While Turkey said Friday it wanted to calm tensions with Russia and local media said Ankara "temporarily" suspended air strikes against IS targets in Syria, the Kremlin said Russia would press ahead with its bombing campaign in the war-torn country.

"We proceed from the fact that the Russian air force is continuing an operation to support an offensive by the Syrian armed forces against terrorist organisations," Peskov said.

He added that Putin discussed the crisis with his aides at a meeting of his national security council on Friday.

"The meeting discussed increased tensions over Syria against the background of Turkey's aggressive and unpredictable actions," Peskov told reporters.

Russian President Vladimir Putin called Turkey's downing of a Russian fighter jet a stab in the back administered by “the accomplices of terrorists,” saying the incident would have serious consequences for Moscow's relations with Ankara.

Read: Downing of Russian plane is a 'stab in the back' from Turkey, says Putin

Speaking in the Russian Black Sea resort of Sochi before a meeting with Jordan's King Abdullah, Putin said the downed plane had been attacked inside Syria when it was one kilometre from the Turkish border and had come down four kilometres inside Syria.

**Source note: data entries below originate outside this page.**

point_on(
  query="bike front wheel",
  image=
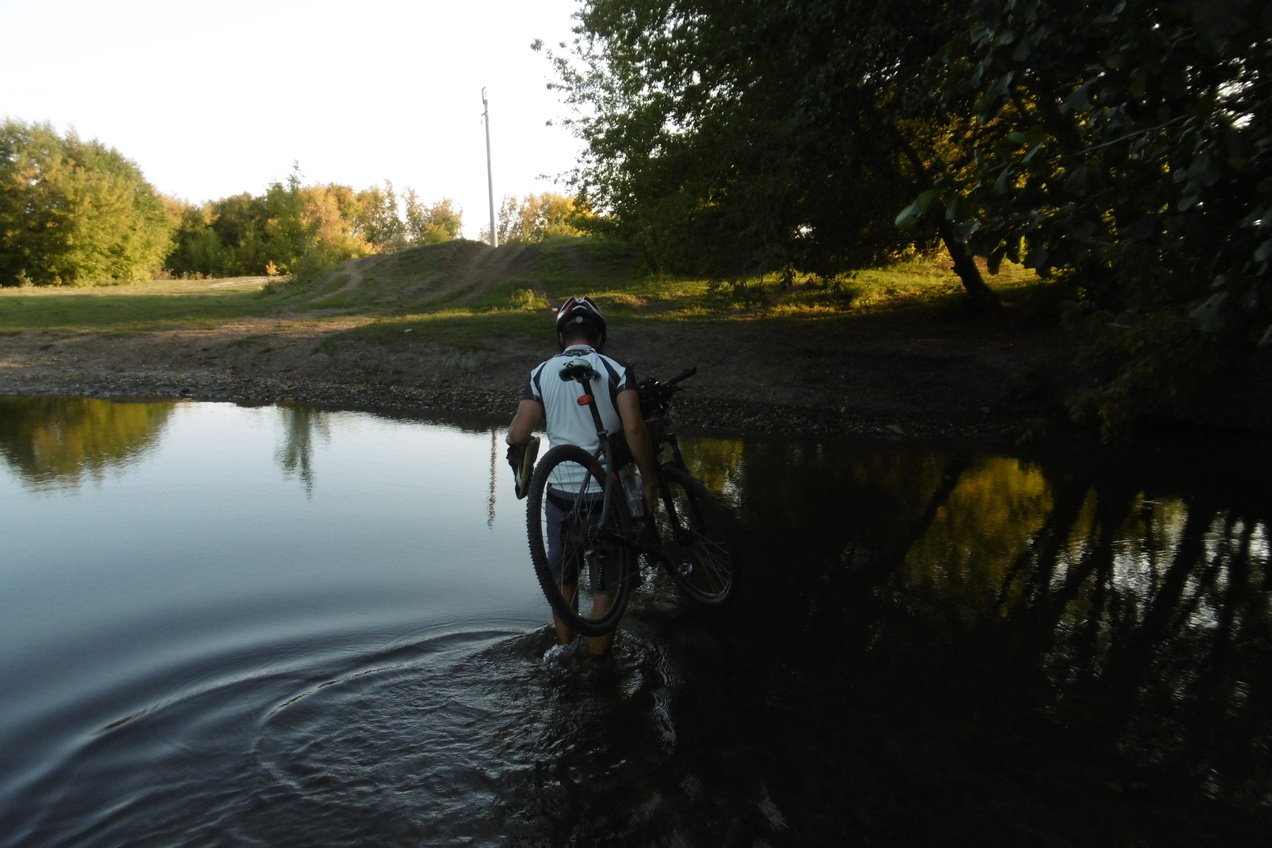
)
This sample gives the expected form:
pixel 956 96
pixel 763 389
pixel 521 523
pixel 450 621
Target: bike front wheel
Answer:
pixel 579 548
pixel 698 539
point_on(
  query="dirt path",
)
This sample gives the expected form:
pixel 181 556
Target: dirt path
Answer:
pixel 757 375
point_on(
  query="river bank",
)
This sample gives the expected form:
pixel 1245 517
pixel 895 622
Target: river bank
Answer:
pixel 991 376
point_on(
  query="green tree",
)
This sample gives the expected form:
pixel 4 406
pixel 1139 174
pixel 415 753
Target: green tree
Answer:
pixel 760 136
pixel 74 212
pixel 1127 146
pixel 536 218
pixel 378 220
pixel 434 224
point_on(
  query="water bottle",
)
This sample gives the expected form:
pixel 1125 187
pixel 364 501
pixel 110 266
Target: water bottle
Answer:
pixel 630 479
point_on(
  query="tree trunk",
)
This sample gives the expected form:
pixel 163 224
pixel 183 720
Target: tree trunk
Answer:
pixel 964 266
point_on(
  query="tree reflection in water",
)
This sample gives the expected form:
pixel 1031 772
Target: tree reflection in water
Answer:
pixel 295 454
pixel 57 443
pixel 1122 601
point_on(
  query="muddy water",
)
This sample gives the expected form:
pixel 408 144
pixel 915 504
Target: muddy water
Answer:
pixel 281 626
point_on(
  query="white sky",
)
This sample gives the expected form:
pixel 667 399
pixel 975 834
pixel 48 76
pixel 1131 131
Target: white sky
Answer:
pixel 216 99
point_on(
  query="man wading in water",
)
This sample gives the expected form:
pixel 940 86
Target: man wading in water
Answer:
pixel 580 329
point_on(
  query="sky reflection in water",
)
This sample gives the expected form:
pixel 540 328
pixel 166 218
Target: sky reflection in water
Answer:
pixel 290 596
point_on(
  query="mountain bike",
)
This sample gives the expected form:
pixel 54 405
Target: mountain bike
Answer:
pixel 585 515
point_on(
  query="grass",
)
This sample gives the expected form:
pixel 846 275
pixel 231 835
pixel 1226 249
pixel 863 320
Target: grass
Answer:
pixel 462 290
pixel 136 308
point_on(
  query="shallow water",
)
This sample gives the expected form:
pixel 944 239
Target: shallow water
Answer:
pixel 284 626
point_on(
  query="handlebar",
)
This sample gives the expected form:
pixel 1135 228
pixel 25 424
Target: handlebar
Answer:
pixel 655 397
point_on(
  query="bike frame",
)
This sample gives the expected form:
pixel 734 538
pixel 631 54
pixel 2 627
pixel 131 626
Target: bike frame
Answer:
pixel 584 374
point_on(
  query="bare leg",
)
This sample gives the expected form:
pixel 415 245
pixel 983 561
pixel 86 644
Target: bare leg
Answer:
pixel 599 645
pixel 565 635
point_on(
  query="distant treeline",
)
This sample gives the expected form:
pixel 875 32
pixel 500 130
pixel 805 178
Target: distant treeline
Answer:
pixel 299 229
pixel 78 212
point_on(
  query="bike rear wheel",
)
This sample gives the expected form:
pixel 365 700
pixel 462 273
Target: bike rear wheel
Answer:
pixel 698 539
pixel 583 566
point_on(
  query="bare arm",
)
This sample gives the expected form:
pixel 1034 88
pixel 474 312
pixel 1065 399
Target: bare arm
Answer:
pixel 529 416
pixel 640 445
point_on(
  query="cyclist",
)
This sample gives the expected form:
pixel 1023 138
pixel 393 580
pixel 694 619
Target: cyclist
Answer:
pixel 552 399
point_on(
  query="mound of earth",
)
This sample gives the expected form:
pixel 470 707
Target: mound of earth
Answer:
pixel 907 370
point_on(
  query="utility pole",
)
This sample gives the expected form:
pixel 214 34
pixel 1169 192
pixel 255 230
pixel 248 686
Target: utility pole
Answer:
pixel 490 173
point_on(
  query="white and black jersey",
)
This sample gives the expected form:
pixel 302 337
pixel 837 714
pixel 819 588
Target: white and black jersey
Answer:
pixel 566 422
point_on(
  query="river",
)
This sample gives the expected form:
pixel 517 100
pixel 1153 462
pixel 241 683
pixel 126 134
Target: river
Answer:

That contradicted Turkey's assertion that the aircraft had been warned multiple times that it was straying into Turkish airspace before it was shot down.

"Our plane was shot down on Syrian territory by an air-to-air missile from an F-16. It fell on Syrian territory four kilometres from the Turkish border. It was flying at 6,000 metres, one kilometre from Turkish territory when it was attacked." said President Putin

He added that the Russian pilots and planes had in no way threatened Turkey, but had merely been carrying out their duty to fight the IS group's militants inside Syria.

The incident is one of the most serious clashes between a Nato member country and Russia to have taken place for half a century.

Meanwhile, Turkish President Recep Tayyip Erdogan has also said his country does not wish to escalate tensions with Russia over the downing of the plane.

Turkey said the Russian warplane was shot down after it ignored repeated warnings and crossed into its airspace from Syria.

Turkey changed its rules of engagement a few years ago after Syria shot down a Turkish plane. According to the new rules, Turkey said it would consider all “elements” approaching from Syria an enemy threat and would act accordingly.

Also read: Tensions soar as Turkey shoots down Russian plane

Russia sent an advanced missile system to Syria on Wednesday to protect its jets operating there and pledged its air force would keep flying missions near Turkish airspace, sounding a defiant note after Turkey shot down a Russian fighter jet.

Underscoring the message, Russian forces launched a heavy bombardment against insurgent-held areas in Latakia on Wednesday, near where the jet was downed, rebels and a monitoring group said.